The findings documented herein provide insight into the long-term illness burdens among Australians with ME/CFS in novel detail. This publication, therefore, begins to address the lacunae in the existing Australian ME/CFS literature. However, this study followed a small convenience sample and the response rate among the sampling frame was relatively low (13.0%). Low response rates have similarly been observed in other epidemiological studies [62,63] and are likely attributable to the restrictions that ME/CFS imposes on the ability of people with the condition to participate in research. Nevertheless, 62.7% of the participants who completed the T₀ questionnaire were retained for the entirety of the study. Most of these participants were female and middle-aged, consistent with the existing literature [4,15,48]. Combined with the absence of significant differences in symptom presentation and patient-reported outcomes throughout the study, this indicates that the findings of the present study are largely generalisable to the population of pwME/CFS fulfilling the CCC and ICC. The data documented within this manuscript, therefore, address the significant gaps in the literature that pose a critical barrier to the development of evidence-based policies for pwME/CFS in Australia.
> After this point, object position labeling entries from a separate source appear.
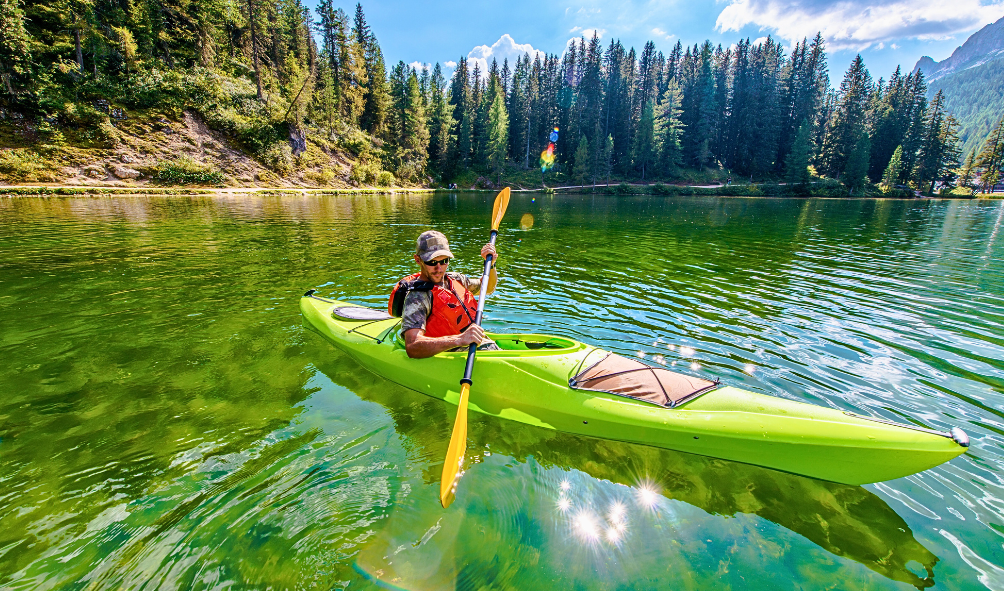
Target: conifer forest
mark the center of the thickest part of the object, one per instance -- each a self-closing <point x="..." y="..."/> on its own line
<point x="282" y="81"/>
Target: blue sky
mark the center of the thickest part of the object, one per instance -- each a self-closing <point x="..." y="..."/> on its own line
<point x="887" y="33"/>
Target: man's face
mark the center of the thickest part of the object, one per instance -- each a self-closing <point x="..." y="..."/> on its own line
<point x="435" y="269"/>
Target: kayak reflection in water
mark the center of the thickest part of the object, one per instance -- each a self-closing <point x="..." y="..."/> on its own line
<point x="437" y="308"/>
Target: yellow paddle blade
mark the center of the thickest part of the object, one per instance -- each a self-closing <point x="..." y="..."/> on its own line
<point x="458" y="444"/>
<point x="501" y="203"/>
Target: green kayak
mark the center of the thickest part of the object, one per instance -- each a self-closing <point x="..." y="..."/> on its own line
<point x="559" y="383"/>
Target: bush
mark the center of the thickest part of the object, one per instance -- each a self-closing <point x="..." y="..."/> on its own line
<point x="18" y="166"/>
<point x="324" y="177"/>
<point x="364" y="173"/>
<point x="186" y="172"/>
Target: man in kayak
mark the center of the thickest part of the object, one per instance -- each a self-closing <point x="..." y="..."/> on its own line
<point x="438" y="309"/>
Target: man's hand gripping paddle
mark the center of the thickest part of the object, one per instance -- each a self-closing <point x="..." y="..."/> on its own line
<point x="458" y="441"/>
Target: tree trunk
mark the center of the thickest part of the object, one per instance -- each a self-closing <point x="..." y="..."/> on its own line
<point x="254" y="49"/>
<point x="79" y="49"/>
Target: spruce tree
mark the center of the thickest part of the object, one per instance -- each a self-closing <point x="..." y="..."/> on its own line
<point x="892" y="176"/>
<point x="855" y="175"/>
<point x="606" y="159"/>
<point x="797" y="163"/>
<point x="440" y="118"/>
<point x="968" y="169"/>
<point x="669" y="129"/>
<point x="415" y="139"/>
<point x="498" y="133"/>
<point x="991" y="158"/>
<point x="846" y="125"/>
<point x="580" y="170"/>
<point x="645" y="141"/>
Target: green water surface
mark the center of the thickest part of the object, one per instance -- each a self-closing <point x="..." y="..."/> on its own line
<point x="166" y="422"/>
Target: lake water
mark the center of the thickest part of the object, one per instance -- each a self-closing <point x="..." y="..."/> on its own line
<point x="166" y="422"/>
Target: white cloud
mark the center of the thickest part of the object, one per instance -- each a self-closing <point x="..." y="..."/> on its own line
<point x="505" y="47"/>
<point x="858" y="24"/>
<point x="587" y="33"/>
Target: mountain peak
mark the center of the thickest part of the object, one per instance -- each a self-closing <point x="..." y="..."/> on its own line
<point x="982" y="46"/>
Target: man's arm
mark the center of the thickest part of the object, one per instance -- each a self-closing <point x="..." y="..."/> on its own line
<point x="420" y="346"/>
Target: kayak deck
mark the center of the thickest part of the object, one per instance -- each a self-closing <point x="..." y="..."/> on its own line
<point x="528" y="381"/>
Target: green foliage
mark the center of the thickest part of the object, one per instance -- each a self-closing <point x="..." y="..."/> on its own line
<point x="580" y="172"/>
<point x="185" y="172"/>
<point x="855" y="175"/>
<point x="19" y="166"/>
<point x="797" y="164"/>
<point x="892" y="176"/>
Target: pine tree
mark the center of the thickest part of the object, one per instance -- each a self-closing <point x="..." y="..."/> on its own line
<point x="968" y="170"/>
<point x="931" y="159"/>
<point x="797" y="163"/>
<point x="606" y="160"/>
<point x="645" y="143"/>
<point x="847" y="123"/>
<point x="669" y="129"/>
<point x="441" y="120"/>
<point x="498" y="133"/>
<point x="892" y="176"/>
<point x="415" y="140"/>
<point x="580" y="170"/>
<point x="855" y="175"/>
<point x="991" y="158"/>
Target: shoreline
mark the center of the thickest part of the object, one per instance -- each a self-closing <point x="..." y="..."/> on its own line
<point x="763" y="190"/>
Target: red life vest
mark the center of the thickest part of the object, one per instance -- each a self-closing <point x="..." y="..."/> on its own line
<point x="454" y="307"/>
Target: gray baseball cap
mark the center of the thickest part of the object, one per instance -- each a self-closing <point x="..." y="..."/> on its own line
<point x="432" y="245"/>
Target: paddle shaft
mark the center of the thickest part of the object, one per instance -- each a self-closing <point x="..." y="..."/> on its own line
<point x="472" y="350"/>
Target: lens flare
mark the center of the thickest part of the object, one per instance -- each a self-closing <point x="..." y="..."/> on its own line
<point x="547" y="157"/>
<point x="616" y="514"/>
<point x="526" y="222"/>
<point x="647" y="495"/>
<point x="586" y="526"/>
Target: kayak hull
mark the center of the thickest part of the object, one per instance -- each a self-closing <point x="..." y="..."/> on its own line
<point x="531" y="386"/>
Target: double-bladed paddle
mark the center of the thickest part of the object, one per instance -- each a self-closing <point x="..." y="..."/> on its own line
<point x="458" y="440"/>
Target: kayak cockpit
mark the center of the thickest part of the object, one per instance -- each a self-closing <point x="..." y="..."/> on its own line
<point x="531" y="342"/>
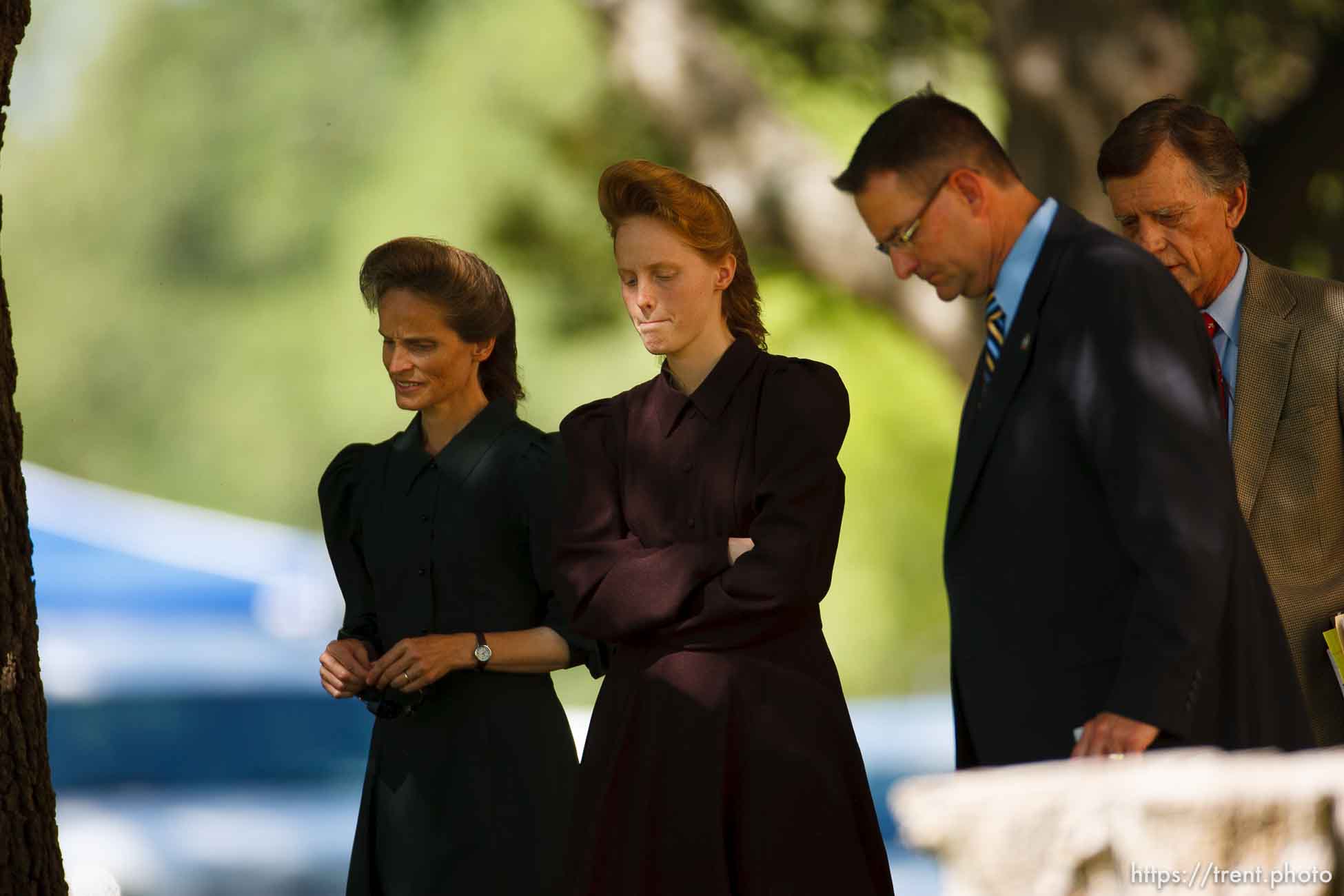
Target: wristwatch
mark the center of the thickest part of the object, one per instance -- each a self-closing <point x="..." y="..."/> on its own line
<point x="483" y="652"/>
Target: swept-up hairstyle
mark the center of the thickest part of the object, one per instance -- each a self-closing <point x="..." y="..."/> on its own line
<point x="700" y="218"/>
<point x="1198" y="134"/>
<point x="924" y="137"/>
<point x="475" y="303"/>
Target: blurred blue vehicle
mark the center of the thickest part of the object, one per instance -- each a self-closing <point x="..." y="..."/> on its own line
<point x="194" y="751"/>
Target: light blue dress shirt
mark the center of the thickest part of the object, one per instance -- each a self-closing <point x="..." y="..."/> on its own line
<point x="1021" y="260"/>
<point x="1228" y="311"/>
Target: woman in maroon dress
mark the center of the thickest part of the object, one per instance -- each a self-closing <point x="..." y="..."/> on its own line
<point x="698" y="538"/>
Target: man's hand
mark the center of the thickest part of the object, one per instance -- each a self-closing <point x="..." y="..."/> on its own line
<point x="1108" y="734"/>
<point x="416" y="662"/>
<point x="737" y="547"/>
<point x="343" y="666"/>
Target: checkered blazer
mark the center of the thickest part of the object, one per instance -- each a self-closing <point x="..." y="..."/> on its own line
<point x="1288" y="451"/>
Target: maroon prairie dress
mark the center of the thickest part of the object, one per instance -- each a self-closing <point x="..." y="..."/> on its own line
<point x="721" y="758"/>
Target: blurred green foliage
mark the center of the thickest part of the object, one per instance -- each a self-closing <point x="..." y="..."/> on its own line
<point x="182" y="258"/>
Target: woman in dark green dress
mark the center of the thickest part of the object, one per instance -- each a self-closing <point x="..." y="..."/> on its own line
<point x="441" y="542"/>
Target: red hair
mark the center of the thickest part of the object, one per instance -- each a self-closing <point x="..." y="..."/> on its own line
<point x="699" y="215"/>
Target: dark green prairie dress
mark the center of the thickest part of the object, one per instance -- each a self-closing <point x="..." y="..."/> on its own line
<point x="472" y="793"/>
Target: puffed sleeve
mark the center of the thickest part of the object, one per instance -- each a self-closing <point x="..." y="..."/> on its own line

Expanded primary care data sharing and the development of a national ME/CFS registry should be pursued to facilitate improved surveillance of health outcomes among the Australian ME/CFS population.

All statistical methods chosen were selected based on the distribution and nature of the data, as guided by the existing literature [43,44] and confirmed by an external biostatistician. This aided in reducing biases in the analyses and reporting of results. However, whilst the statistical methods chosen were suitable for the data's characteristics, these tests limited analysis of potential confounding variables (such as age, sex at birth and illness duration) in longitudinal comparisons of symptom presentation. Future research among larger sample sizes should employ mixed-effects regression models to enable the inclusion of covariates.

Furthermore, the presence of comorbid entities in the present study was determined from the participants' anamneses and was not specifically queried. Consequently, the prevalence of these conditions may be underreported in this study cohort. Additionally, whilst this study compared the participants' QoL scores with the most recent publicly available population norms, these data were published in 1996 [46]. These scores likely do not capture the current QoL of the Australian population, including the impacts attributable to the pandemic [53,54]. The present study also described the ethnicity and country of birth of the study participants, which are often omitted in publications documenting impacts among pwME/CFS [48]. However, there were few participants belonging to culturally, linguistically or gender diverse populations. Hence, the present study cohort may not be representative of the broader ME/CFS population in Australia. Future research is required to understand the specific illness burdens and care needs for subpopulations of Australians with ME/CFS.